Il dibattito nel Coordinamento ha riconosciuto l’importanza dei contenuti proposti dal documento - si tratta di dati e problemi ignorati nel pensiero corrente anche della sinistra ex arcobaleno - e l’opportunità e la giustezza di aprire una riflessione su come il militarismo oggi sia componente della crisi generale del sistema e di come il disarmo, integrato con l’alternativa della difesa nonviolenta, debba far parte della lotta per il miglioramento delle condizioni generali di vita e per una vita, nostra e delle generazioni future, degna di essere vissuta.

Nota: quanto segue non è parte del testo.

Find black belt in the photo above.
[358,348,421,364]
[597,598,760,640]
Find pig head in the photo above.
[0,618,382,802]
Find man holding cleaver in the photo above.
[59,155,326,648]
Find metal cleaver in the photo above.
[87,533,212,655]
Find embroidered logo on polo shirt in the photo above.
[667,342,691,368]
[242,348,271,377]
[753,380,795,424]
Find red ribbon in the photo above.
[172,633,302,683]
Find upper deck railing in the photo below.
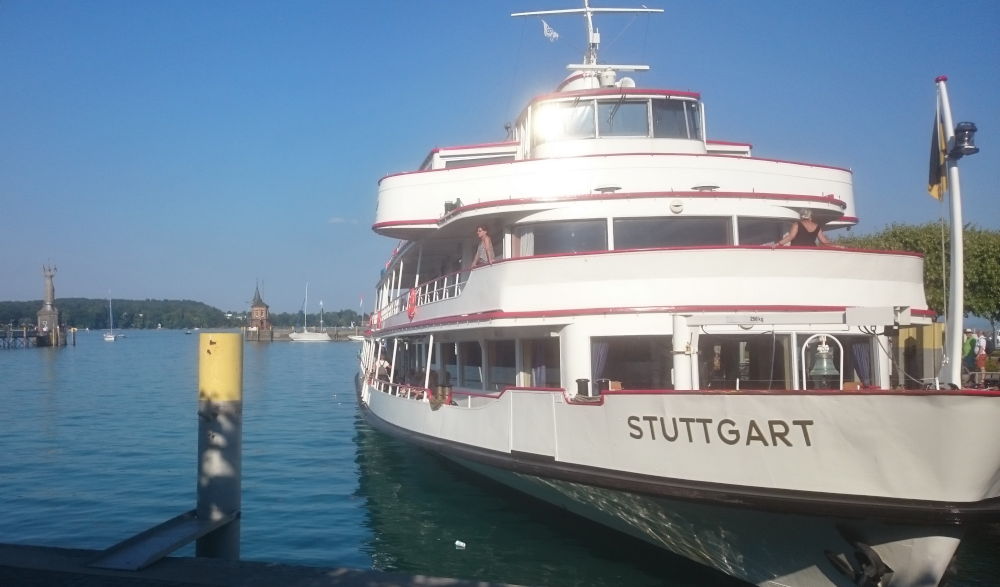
[373,245,929,331]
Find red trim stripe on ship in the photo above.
[378,305,937,336]
[378,150,854,185]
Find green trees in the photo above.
[0,298,361,330]
[837,223,1000,330]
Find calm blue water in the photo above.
[0,331,1000,587]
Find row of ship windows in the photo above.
[511,216,791,257]
[378,334,874,391]
[532,99,702,145]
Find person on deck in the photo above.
[975,330,989,386]
[962,328,978,385]
[472,224,494,267]
[772,209,837,248]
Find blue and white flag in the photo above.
[542,20,559,43]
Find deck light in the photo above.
[948,122,979,159]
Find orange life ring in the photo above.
[406,287,417,320]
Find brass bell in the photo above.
[809,336,840,384]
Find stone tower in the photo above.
[38,265,59,332]
[250,285,271,330]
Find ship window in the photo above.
[736,218,788,245]
[521,338,559,387]
[590,336,674,389]
[486,340,517,391]
[597,100,649,137]
[517,220,608,257]
[458,341,483,388]
[614,217,731,249]
[653,100,701,139]
[533,100,594,144]
[698,334,791,389]
[438,342,458,385]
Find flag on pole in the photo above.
[542,20,559,43]
[927,104,948,200]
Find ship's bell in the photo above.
[809,337,840,382]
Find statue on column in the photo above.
[37,265,59,336]
[42,265,56,310]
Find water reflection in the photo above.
[355,417,744,586]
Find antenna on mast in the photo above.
[511,0,663,71]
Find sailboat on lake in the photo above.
[288,283,330,342]
[104,295,122,342]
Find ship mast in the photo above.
[511,0,663,71]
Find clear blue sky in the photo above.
[0,0,1000,312]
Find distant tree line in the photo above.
[0,298,361,330]
[837,222,1000,330]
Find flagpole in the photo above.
[934,75,965,387]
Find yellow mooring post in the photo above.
[195,333,243,560]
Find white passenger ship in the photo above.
[358,1,1000,585]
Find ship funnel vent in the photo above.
[598,69,615,88]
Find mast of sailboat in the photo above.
[934,75,979,386]
[511,0,663,71]
[302,281,309,332]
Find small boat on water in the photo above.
[103,296,122,342]
[288,283,333,342]
[357,0,1000,586]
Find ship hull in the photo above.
[359,378,1000,586]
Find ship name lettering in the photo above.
[627,416,815,446]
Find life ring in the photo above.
[406,287,417,321]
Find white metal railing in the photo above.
[377,271,469,320]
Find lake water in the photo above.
[0,331,1000,587]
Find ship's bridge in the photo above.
[515,87,750,159]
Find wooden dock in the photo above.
[0,544,516,587]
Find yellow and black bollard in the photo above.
[195,333,243,560]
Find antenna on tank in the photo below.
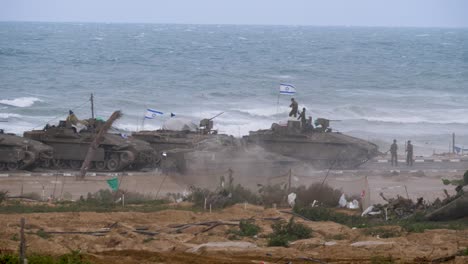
[89,93,94,119]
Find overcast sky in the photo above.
[0,0,468,27]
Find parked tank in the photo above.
[0,129,52,171]
[132,116,217,154]
[24,119,158,171]
[244,118,379,169]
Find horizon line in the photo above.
[0,20,468,29]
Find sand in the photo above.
[0,205,468,263]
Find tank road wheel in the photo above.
[41,159,52,169]
[52,159,65,169]
[7,162,19,171]
[68,160,83,170]
[94,160,107,171]
[107,157,120,171]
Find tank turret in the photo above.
[244,118,379,169]
[0,129,52,171]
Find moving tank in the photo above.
[0,129,52,171]
[24,118,158,171]
[244,118,380,169]
[132,113,222,155]
[133,116,298,175]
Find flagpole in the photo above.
[276,93,279,114]
[141,107,148,130]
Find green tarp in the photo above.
[107,177,119,191]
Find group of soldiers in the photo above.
[289,98,313,129]
[389,139,413,166]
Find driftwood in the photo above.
[299,257,326,264]
[44,230,110,236]
[169,221,240,234]
[133,229,159,236]
[280,211,312,222]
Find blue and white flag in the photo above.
[145,108,164,119]
[280,83,296,95]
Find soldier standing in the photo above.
[390,139,398,166]
[406,140,413,166]
[297,107,307,130]
[289,98,298,117]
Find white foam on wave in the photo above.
[0,113,21,118]
[0,97,42,107]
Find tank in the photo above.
[0,129,52,171]
[24,119,158,171]
[244,118,380,169]
[132,119,217,155]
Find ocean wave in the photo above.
[0,97,42,107]
[0,113,22,119]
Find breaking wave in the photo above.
[0,97,42,107]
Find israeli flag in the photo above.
[280,83,296,95]
[145,108,164,119]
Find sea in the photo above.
[0,22,468,155]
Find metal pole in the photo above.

Premesso che esso - avendo scopi di movimentazione politica e non di analisi - è rivolto “alle attiviste ed agli attivisti sociali”, ci si è dati una settimana di tempo per migliorarlo ed eventualmente ricalibrarlo dal punto di vista della chiarezza e dell’efficacia comunicativa nella redazione definitiva.
Sono segnati in rosso i punti che si ritiene abbisognino di una verifica terminologica e concettuale.


La crisi del capitalismo finanziario evidenziata dalla vertiginosa caduta delle borse, dalla bancarotta di banche ed assicurazioni, dal crollo dei fondi pensione minaccia l’avvenire di tutti e quindi non può essere estranea all’interessamento delle obiettrici e degli obiettori alle spese militari (OSM).
Siamo un movimento che, perseguendo la conversione dei bilanci militari in spese sociali, propone l’obiettivo della pace come nuovo modello di sviluppo in alternativa alla globalizzazione neoliberista.
L’interventismo dello Stato in questi anni non è in realtà mai venuto meno e si è concentrato nel settore bellico, coprendosi con la necessità della “guerra unica al terrore”.
I 3.000 miliardi di dollari spesi per la guerra in Iraq sono un fattore importante della dinamica che ha inceppato la macchina finanziaria: sono soldi venuti, ad esempio, a mancare alla sanità pubblica di consumatori americani sempre più indebitati e che alla fine, sgonfiata la bolla immobiliare, non sono stati più in grado di pagare le rate dei mutui per la casa.
La “finanza creativa”, con i prodotti dell’economia virtuale, ha trasformato i crediti in sofferenza in falsi attivi di bilancio ed ora pretenderebbe di passare all’incasso: i soldi dei contribuenti - al momento 3.000 miliardi di dollari nella sola Europa - dovrebbero andare in soccorso degli speculatori e dei leaders politici che hanno imbastito la truffa.
Si tratta dei soldi dell’economia reale, vale a dire del sudore della fronte delle lavoratrici e dei lavoratori che già stentano ad arrivare a fine mese.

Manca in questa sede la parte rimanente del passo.